Homeschool or not?
This question has been on my mind and search engine daily. Since I began to question the wisdom of sending my children away to be educated, I’ve noticed no matter where I turn we are being told education should happen outside the home.
Something as simple as a children’s book.
Last night my oldest picked a book I have read many times. This time it’s meaning struck me so differently than it did just a few weeks ago.
The book is “This Kissing Hand” by Audrey Penn. It was a New York Times Bestseller and was an Ed Press Winner.
Chester Raccoon stood at the edge of the forest and cried.
“I don’t want to go to school, ” he told his Mother. “I want to stay at home with you. I want to play with my friends. And play with my toys. And read my books. And sing my songs. Please may I stay home with you?”
Here is the sad little illustration by Ruth E. Harper and Nancy M. Leak that corresponds with the text.
Mrs. Raccoon took Chester by the hand and nuzzled him on the ear
” Sometimes we all have to do things we don’t want to do,” she told him gently “even if they seem strange and scary”.
“Um…no….NO…no we don’t have to!” I thought to myself.
So children are to be ripped from their family and home, everything they have ever known. Their source of security. Put in a strange, large, confusing building, with a bunch of strange children, whose home life and parents we do not know.
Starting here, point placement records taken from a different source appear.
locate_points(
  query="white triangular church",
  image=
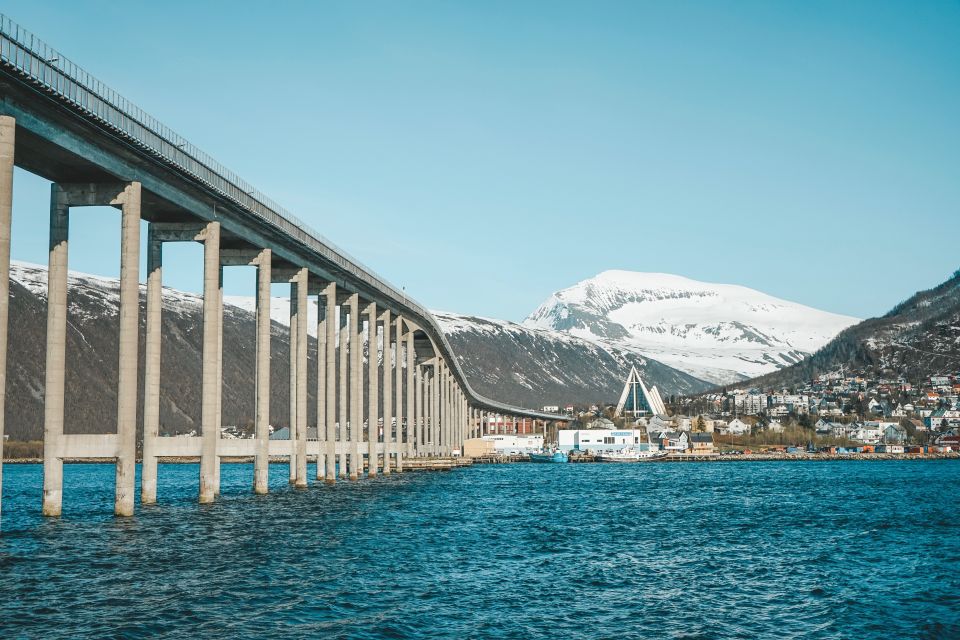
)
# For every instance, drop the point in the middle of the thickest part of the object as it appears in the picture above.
(636, 400)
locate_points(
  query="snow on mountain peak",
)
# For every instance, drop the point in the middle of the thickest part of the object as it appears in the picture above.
(718, 332)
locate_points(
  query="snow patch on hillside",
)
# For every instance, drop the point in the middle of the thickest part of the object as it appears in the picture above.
(717, 332)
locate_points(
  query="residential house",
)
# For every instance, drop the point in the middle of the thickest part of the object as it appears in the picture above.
(673, 440)
(701, 443)
(736, 427)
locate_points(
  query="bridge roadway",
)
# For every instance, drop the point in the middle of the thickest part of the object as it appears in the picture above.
(97, 149)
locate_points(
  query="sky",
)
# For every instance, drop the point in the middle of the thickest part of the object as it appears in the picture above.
(483, 155)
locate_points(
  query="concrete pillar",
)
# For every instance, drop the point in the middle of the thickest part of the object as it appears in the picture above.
(126, 485)
(7, 135)
(151, 371)
(261, 463)
(388, 412)
(56, 353)
(398, 379)
(414, 403)
(330, 357)
(356, 388)
(212, 319)
(345, 391)
(219, 421)
(293, 398)
(447, 412)
(303, 282)
(373, 389)
(321, 386)
(434, 408)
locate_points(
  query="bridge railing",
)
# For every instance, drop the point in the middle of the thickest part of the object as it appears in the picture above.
(46, 68)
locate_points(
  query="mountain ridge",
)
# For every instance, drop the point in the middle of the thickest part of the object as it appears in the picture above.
(918, 337)
(717, 332)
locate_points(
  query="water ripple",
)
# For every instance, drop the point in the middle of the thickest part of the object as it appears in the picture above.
(859, 550)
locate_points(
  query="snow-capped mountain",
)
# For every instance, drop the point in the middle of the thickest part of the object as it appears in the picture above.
(533, 367)
(918, 338)
(717, 332)
(529, 367)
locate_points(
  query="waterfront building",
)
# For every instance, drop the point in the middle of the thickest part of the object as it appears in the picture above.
(602, 439)
(507, 444)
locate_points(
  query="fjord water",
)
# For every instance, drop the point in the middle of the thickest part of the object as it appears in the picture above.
(698, 550)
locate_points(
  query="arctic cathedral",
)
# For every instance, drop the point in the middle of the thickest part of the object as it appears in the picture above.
(637, 401)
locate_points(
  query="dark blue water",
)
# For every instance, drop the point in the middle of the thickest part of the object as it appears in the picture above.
(735, 550)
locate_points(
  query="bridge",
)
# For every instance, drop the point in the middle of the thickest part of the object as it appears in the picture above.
(98, 149)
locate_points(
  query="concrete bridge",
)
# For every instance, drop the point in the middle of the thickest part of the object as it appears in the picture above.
(97, 148)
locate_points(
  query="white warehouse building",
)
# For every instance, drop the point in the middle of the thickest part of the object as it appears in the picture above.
(602, 439)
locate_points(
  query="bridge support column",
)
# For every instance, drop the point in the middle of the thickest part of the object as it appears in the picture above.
(56, 353)
(388, 413)
(435, 416)
(402, 410)
(414, 399)
(373, 388)
(356, 388)
(126, 196)
(129, 344)
(261, 463)
(219, 419)
(299, 287)
(330, 360)
(344, 340)
(321, 386)
(212, 319)
(151, 372)
(292, 398)
(7, 146)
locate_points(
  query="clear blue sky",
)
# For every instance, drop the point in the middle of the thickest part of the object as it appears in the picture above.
(486, 154)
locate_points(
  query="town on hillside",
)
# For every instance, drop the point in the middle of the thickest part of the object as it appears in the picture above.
(834, 414)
What imprint they leave on our children will be outside our control. They will spend the majority of the daylight hours with adults we have barely met, if at all, and know nothing about as well. This will be our children’s main source of influence, guidance and education for the next 9 months.
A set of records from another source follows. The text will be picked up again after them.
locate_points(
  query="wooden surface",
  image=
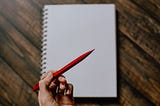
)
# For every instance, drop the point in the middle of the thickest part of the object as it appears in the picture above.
(138, 51)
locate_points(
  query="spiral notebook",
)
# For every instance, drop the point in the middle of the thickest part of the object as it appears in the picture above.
(69, 31)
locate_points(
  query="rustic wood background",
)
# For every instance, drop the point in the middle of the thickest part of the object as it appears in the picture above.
(138, 50)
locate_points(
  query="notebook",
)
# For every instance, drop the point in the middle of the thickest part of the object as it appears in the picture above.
(71, 30)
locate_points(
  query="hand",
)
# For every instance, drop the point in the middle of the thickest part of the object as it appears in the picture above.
(55, 92)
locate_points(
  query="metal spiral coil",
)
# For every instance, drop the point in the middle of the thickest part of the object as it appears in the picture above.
(44, 40)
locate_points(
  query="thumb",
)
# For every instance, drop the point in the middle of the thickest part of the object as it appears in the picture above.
(46, 81)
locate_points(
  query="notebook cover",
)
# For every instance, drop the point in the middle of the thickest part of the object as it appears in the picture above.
(69, 31)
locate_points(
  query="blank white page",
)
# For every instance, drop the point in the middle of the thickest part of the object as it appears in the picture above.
(75, 29)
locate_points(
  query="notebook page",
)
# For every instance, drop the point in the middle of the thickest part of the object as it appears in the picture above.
(75, 29)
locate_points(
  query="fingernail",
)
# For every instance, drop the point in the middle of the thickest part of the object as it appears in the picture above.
(62, 86)
(68, 92)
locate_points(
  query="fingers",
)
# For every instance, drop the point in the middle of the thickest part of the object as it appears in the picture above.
(58, 85)
(43, 84)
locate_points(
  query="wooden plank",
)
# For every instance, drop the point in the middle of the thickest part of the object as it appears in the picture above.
(14, 89)
(140, 69)
(151, 7)
(24, 17)
(129, 96)
(18, 60)
(139, 27)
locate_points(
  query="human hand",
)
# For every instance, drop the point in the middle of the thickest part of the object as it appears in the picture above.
(55, 92)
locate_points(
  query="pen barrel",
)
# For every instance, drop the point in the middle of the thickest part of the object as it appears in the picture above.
(72, 63)
(66, 67)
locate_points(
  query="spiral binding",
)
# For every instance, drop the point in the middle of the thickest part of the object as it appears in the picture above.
(44, 40)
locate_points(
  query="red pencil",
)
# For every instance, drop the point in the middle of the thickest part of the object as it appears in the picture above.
(66, 67)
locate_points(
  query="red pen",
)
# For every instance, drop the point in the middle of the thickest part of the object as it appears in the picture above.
(66, 67)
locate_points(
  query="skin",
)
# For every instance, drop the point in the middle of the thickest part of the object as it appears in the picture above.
(55, 91)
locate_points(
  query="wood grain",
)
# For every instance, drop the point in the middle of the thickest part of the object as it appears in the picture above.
(138, 51)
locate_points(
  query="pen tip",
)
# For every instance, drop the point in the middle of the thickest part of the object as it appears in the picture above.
(92, 50)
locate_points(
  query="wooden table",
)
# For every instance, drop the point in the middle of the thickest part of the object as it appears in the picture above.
(138, 51)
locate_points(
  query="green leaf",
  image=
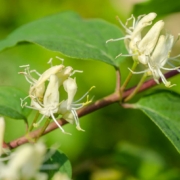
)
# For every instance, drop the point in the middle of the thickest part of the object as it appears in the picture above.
(163, 108)
(161, 7)
(10, 104)
(72, 36)
(60, 160)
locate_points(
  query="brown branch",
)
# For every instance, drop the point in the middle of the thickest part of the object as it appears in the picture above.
(88, 109)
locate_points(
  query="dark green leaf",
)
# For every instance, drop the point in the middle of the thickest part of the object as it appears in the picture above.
(10, 104)
(72, 36)
(161, 7)
(163, 108)
(63, 164)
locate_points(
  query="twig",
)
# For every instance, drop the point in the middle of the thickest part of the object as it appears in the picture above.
(91, 108)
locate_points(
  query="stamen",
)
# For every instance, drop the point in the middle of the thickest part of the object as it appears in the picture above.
(54, 119)
(61, 59)
(76, 120)
(118, 39)
(125, 55)
(37, 124)
(76, 71)
(127, 30)
(140, 72)
(24, 66)
(84, 95)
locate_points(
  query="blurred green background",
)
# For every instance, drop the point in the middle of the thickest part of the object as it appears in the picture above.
(118, 144)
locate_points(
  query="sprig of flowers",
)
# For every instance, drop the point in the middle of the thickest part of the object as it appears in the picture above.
(46, 99)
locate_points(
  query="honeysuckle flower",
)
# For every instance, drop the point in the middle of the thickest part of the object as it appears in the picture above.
(134, 36)
(47, 100)
(147, 44)
(159, 58)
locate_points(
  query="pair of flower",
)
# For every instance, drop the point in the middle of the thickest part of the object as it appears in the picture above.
(46, 99)
(25, 162)
(152, 50)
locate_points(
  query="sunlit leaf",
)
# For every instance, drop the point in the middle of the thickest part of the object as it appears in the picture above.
(10, 104)
(163, 108)
(161, 7)
(72, 36)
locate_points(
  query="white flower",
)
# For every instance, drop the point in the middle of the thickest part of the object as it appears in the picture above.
(159, 58)
(47, 100)
(134, 36)
(147, 44)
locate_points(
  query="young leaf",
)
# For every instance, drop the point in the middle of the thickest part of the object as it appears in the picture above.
(72, 36)
(167, 7)
(63, 164)
(163, 108)
(10, 104)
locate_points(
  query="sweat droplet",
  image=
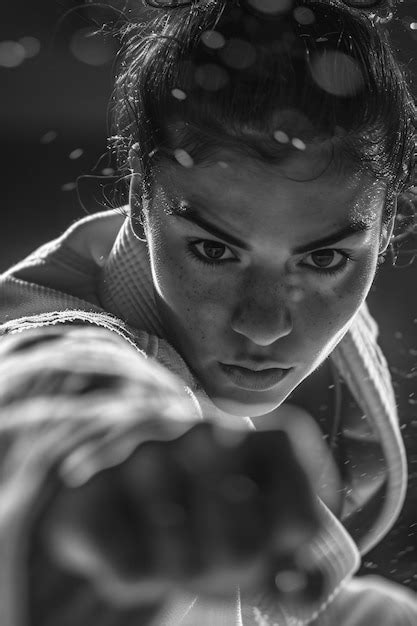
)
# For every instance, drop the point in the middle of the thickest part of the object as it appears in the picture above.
(179, 94)
(75, 154)
(281, 137)
(337, 73)
(213, 39)
(183, 158)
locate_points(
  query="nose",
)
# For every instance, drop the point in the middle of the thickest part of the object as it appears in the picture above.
(262, 313)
Let me put it to you another way, in the next 9 months your child will have 2,340 waking hours. You will be with them for 990, they will be in school for 1,350.
Are we being conditioned to believe that this is the best thing for our children?
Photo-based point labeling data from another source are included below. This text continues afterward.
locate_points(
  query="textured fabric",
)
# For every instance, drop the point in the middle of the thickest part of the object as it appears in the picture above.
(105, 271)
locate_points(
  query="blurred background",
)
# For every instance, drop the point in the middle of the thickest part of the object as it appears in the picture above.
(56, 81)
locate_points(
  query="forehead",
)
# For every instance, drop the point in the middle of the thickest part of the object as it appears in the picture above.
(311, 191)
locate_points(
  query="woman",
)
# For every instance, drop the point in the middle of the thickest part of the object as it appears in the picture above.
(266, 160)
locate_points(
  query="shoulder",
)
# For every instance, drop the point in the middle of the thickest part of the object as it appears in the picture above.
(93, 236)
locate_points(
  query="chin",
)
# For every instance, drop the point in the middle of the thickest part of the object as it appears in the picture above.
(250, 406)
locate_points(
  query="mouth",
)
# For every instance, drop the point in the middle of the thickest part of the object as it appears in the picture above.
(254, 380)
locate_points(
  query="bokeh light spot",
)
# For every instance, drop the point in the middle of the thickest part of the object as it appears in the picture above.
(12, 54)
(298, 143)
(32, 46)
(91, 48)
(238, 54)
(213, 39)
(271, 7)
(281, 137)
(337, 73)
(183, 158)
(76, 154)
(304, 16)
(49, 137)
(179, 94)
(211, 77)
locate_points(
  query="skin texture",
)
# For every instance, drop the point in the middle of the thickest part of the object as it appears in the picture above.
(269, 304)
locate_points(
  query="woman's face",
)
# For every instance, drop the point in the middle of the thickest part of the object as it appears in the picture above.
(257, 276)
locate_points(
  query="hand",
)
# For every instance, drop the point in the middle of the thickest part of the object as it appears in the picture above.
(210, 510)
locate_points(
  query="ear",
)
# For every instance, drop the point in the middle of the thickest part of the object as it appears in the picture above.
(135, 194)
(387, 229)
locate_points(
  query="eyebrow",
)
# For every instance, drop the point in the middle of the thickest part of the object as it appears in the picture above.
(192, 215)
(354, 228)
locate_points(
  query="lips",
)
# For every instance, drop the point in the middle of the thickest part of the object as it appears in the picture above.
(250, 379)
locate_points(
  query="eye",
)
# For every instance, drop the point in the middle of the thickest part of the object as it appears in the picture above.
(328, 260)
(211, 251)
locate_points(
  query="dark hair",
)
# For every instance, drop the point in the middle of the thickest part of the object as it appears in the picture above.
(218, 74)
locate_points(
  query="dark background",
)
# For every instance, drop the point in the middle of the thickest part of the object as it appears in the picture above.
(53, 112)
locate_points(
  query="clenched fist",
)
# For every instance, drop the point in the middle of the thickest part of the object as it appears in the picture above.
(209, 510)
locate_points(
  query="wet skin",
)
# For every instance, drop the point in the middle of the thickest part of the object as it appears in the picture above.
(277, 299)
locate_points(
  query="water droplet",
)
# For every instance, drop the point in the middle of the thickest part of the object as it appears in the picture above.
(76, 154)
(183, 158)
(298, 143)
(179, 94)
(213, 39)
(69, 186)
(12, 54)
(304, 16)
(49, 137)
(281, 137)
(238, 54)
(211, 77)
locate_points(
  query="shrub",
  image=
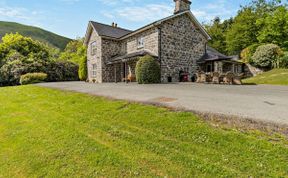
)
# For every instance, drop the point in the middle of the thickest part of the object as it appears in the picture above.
(31, 78)
(147, 70)
(83, 69)
(62, 71)
(247, 53)
(283, 61)
(267, 56)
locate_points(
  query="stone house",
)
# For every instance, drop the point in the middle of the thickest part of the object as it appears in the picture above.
(177, 42)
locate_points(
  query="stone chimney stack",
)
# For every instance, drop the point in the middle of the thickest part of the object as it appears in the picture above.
(182, 5)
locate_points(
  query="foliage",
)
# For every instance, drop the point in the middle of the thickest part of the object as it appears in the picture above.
(52, 133)
(147, 70)
(267, 56)
(274, 28)
(217, 32)
(261, 21)
(62, 71)
(20, 55)
(283, 61)
(83, 69)
(273, 77)
(243, 31)
(35, 33)
(247, 53)
(31, 78)
(75, 51)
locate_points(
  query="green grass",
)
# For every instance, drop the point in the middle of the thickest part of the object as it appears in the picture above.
(50, 133)
(274, 77)
(35, 33)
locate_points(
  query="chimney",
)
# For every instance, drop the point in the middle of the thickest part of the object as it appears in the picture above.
(182, 5)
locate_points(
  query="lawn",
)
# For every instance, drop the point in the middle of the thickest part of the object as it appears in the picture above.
(274, 77)
(50, 133)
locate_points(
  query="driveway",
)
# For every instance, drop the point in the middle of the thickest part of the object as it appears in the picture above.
(262, 102)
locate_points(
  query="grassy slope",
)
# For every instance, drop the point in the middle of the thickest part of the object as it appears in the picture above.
(34, 32)
(46, 132)
(275, 77)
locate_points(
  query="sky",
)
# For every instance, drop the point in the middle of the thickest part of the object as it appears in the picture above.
(70, 17)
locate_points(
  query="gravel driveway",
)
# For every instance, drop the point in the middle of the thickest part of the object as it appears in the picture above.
(262, 102)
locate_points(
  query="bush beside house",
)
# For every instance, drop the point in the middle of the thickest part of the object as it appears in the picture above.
(31, 78)
(20, 55)
(267, 56)
(147, 70)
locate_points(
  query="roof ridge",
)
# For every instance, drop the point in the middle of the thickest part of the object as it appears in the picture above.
(111, 26)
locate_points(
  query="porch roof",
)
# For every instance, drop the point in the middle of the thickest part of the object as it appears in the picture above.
(130, 56)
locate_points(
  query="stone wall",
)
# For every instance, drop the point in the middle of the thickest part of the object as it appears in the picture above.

If you think I’m crazy ask yourself this …
- How much research did you do before you sent your kid to school?
- Do you know where the teacher got her/his education?
- What kind of person is he/she?
- What are the teaching methods?
- What is his/her teaching track record?
- Who are the children in the class who will be his/her friends?
- What kind of people are their parents?
I would bet a significant amount of money that most people don’t ask these questions.
Now the obvious question, why didn’t you ask these questions?
Because this is what we are supposed to do.
Anyhoo, just a random thought I had while taking the book out of our repertoire and deciding what illustrations I can keep for decoupage.